Tra le industrie del farmaco serpeggia il timore che il nuovo assetto europeo possa bloccare i medicinali ai confini, influendo negativamente nella distribuzione. Tutte le perplessità degli attori del pharma continentale in una lettera aperta inviata a Michel Barnier, rappresentante dell'Unione europea, e David Davis, ministro Gb per la Brexit

La Brexit preoccupa l’industria del farmaco. I leader di tutte le associazioni che rappresentano l’intero settore farmaceutico dell’Ue e del Regno Unito hanno sottoscritto una lettera aperta rivolta ai due principali negoziatori, ammonendoli sul potenziale impatto della Brexit sulla catena di approvvigionamento dei farmaci. Secondo i vertici delle industrie, il caos burocratico legato all’uscita della Gran Bretagna dall’Ue potrebbe portare a farmaci bloccati alle frontiere o inutilmente accumulati nei magazzini, anziché essere usati per trattare i pazienti. La preoccupazione è dunque quella di evitare un impatto delle operazioni di ‘divorzio’ sulla salute dei cittadini europei e su quelli britannici.

La lettera è stata firmata da Nathalie Moll, direttore generale della Federazione europea delle industrie farmaceutiche (Efpia), Mike Thompson, direttore esecutivo dell’Associazione dell’industria farmaceutica britannica (Abpi), e dai vertici, tra gli altri, dell’Associazione dell’industria europea per l’auto-medicazione (Aesgp) e dell’Associazione britannica dei produttori di generici (Bgma).
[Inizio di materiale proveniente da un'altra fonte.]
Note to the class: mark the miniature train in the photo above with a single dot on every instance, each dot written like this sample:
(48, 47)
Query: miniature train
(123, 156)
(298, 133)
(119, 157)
I firmatari hanno invitato i negoziatori Michel Barnier, rappresentante dell’Unione europea, e David Davis, ministro Gb per la Brexit, a garantire una cooperazione sulla fornitura dei medicinali.
Questa dovrebbe essere una priorità sia per il Regno Unito che per l’Ue, secondo gli autori della lettera.
“Un simile accordo è il modo migliore per garantire che i pazienti in tutta Europa e nel Regno Unito siano in grado di continuare ad accedere a medicinali sicuri ed efficaci e a garantire che non vi sia un impatto sulla salute pubblica”, sostiene l’industria.